If you’re a big fan of bottled water, and you can’t possibly give it up, it would pay to look for it on sale or find a cheap place to obtain it. Discount or not, this is going to be an expensive way of buying water, and it creates a lot of unnecessary plastic waste. Still, bottled water on sale is better than bottled water at full price.
However, the cheapest option is obviously to use the water that comes out of your faucet. Most Americans are blessed with good, clean drinking water, but if your water has a taste that bothers you or if you’re concerned about the purity of the water, a water filter is well worth the money, especially if it keeps you from buying bottled water. A simple Brita pitcher will make your water taste a lot better, or if you want to spend a little more, a filter that fits onto your faucet is a good option.
For water on the go, my family and I use refillable water bottles. Because we’re trying to minimize the amount of plastic that touches our food and drinks, we use Kleen Kanteen water bottles, but if your children are prone to losing their water bottles, you might want to go with something cheaper.
Milk is arguably one of the more nutritionally positive beverages out there, but it is also quite expensive. It’s hard to find cheap milk (how often does milk go on sale?), and so about the only way to reduce milk costs is to use less. The six of us go through two gallons a week. We use it almost exclusively for cereal, and we rarely consume it as a beverage. (I do use a third gallon a week to make yogurt).
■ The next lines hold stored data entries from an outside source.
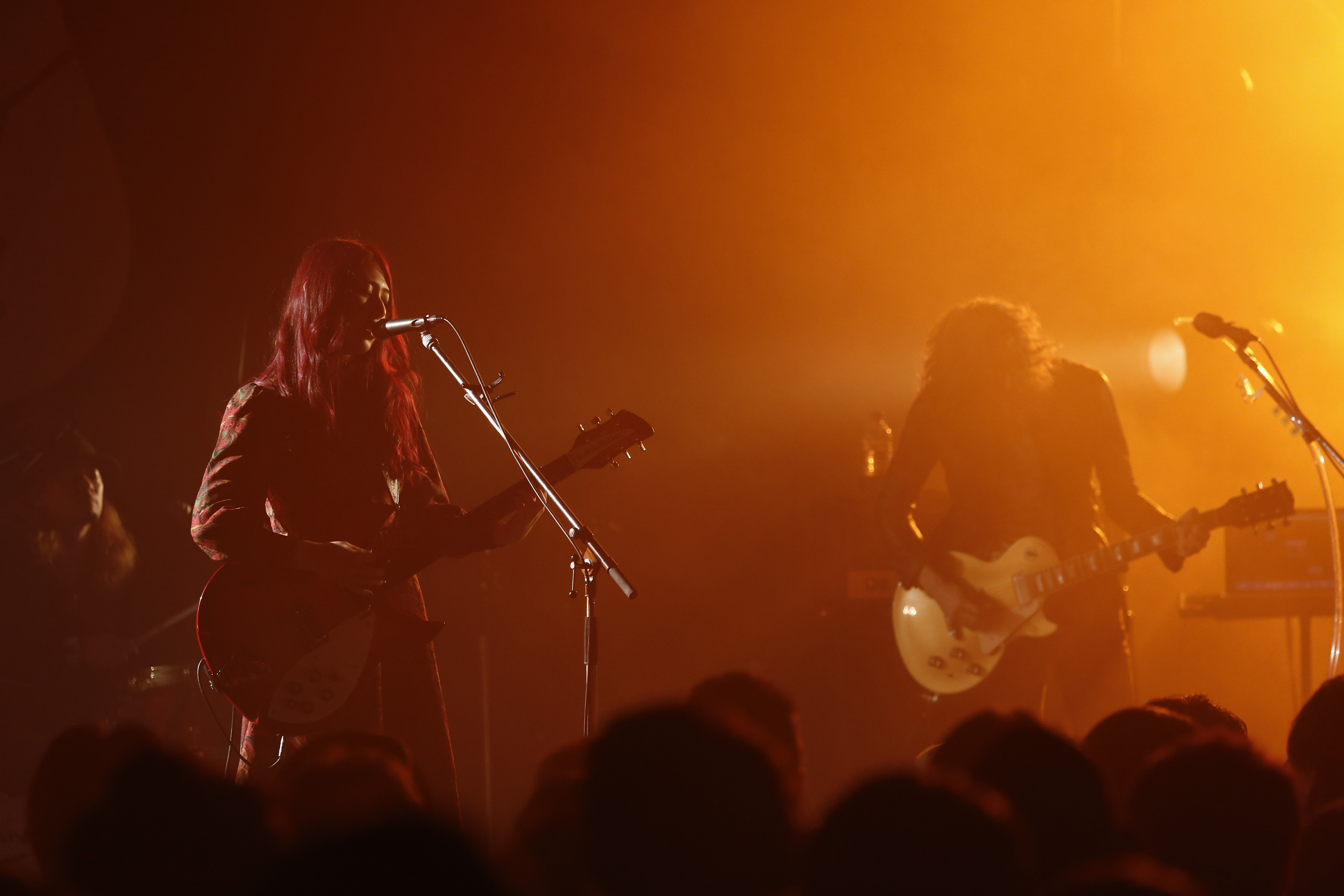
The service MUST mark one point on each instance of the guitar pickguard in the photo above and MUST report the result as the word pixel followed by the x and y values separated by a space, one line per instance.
pixel 323 680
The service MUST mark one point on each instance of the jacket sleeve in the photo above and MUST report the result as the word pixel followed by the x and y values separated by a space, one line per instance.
pixel 230 520
pixel 1120 495
pixel 917 453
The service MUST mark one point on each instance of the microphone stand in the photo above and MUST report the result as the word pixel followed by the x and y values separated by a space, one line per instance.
pixel 584 567
pixel 1320 449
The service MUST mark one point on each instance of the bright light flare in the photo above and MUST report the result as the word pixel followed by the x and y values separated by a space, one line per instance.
pixel 1167 360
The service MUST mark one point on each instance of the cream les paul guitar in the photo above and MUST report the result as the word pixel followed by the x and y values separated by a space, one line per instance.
pixel 1022 579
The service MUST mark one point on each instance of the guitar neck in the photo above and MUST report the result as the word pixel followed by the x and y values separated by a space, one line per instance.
pixel 557 471
pixel 414 557
pixel 1108 558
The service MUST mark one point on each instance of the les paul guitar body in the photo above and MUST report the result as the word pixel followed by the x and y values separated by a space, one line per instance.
pixel 1022 579
pixel 292 648
pixel 949 663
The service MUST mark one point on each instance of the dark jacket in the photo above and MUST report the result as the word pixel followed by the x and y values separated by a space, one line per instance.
pixel 1030 472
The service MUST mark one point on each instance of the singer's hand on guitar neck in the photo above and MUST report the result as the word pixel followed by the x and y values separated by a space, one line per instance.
pixel 963 606
pixel 1191 535
pixel 347 565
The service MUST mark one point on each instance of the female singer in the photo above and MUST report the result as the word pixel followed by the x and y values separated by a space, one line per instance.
pixel 322 453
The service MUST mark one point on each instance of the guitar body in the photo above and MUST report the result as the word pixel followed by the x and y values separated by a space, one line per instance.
pixel 290 647
pixel 944 663
pixel 1022 579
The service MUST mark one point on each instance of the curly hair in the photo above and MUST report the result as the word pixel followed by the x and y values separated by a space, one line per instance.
pixel 987 350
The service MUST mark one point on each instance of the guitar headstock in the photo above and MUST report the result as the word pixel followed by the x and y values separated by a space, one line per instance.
pixel 1266 503
pixel 600 445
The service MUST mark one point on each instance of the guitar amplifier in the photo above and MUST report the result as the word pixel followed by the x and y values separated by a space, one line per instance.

One of my frugal goals is to have us eat something other than cereal every single day, and if I manage that, our milk consumption should go down.
Another option is to use powdered milk…I personally am not a huge fan of the taste of milk made this way, but I’ve found it to be perfectly acceptable for baking purposes. To use as a substitute for milk, put 1/3 cup of dry powder in a measuring cup and add enough water to make 1 cup of liquid. Stir and use just as you would regular milk.
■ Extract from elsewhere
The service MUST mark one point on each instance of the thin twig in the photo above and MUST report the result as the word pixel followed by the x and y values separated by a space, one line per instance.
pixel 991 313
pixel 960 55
Juice is a largely unnecessary part of a healthy diet…I don’t think it’s a terrible addition, but neither do I think that it’s essential. So, we mostly go for the “use it less” option…we buy juice only on rare occasions, like when we’re on vacation.
Sodas, Teas, and other sweet beverages
I consider all of these to be quite unnecessary, and so I don’t buy a lot of them. If you can’t manage to completely quit drinking sweetened drinks, though, there are a couple of things you can to do reduce your spending on these items.
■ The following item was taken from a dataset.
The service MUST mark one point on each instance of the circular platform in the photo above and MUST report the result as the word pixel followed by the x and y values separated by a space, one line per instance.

Looking for sales on these, or finding a cheaper place to buy them is a good idea. We usually eat pizza once a week, and I really love to have root beer with pizza, and I usually buy whatever brand is on sale. If you’re more brand-loyal, buy several when they go on sale so that you won’t have to pay full price when the sale is over.
If you’re buying these beverages to pack in lunches, consider buying a large container and repackaging the drink into smaller containers. My husband (I haven’t managed to completely convert him to water drinking!) likes to take a bottle of iced tea in his lunch every day, so I buy a gallon of tea and pour it into Snapple bottles, which last a LONG time. A single bottle of Snapple can cost $1.50, where as I can buy a whole gallon of name brand tea(Turkey Hill) on sale for $1.66-$2.00. An even cheaper option is to make your own tea (Cook’s Illustrated has some great flavored tea recipes), but I don’t seem to find the time for that very often.
In a nutshell, my frugal beverage advice is to drink water (from your faucet!). It’s good for your waistline, your wallet, and the earth.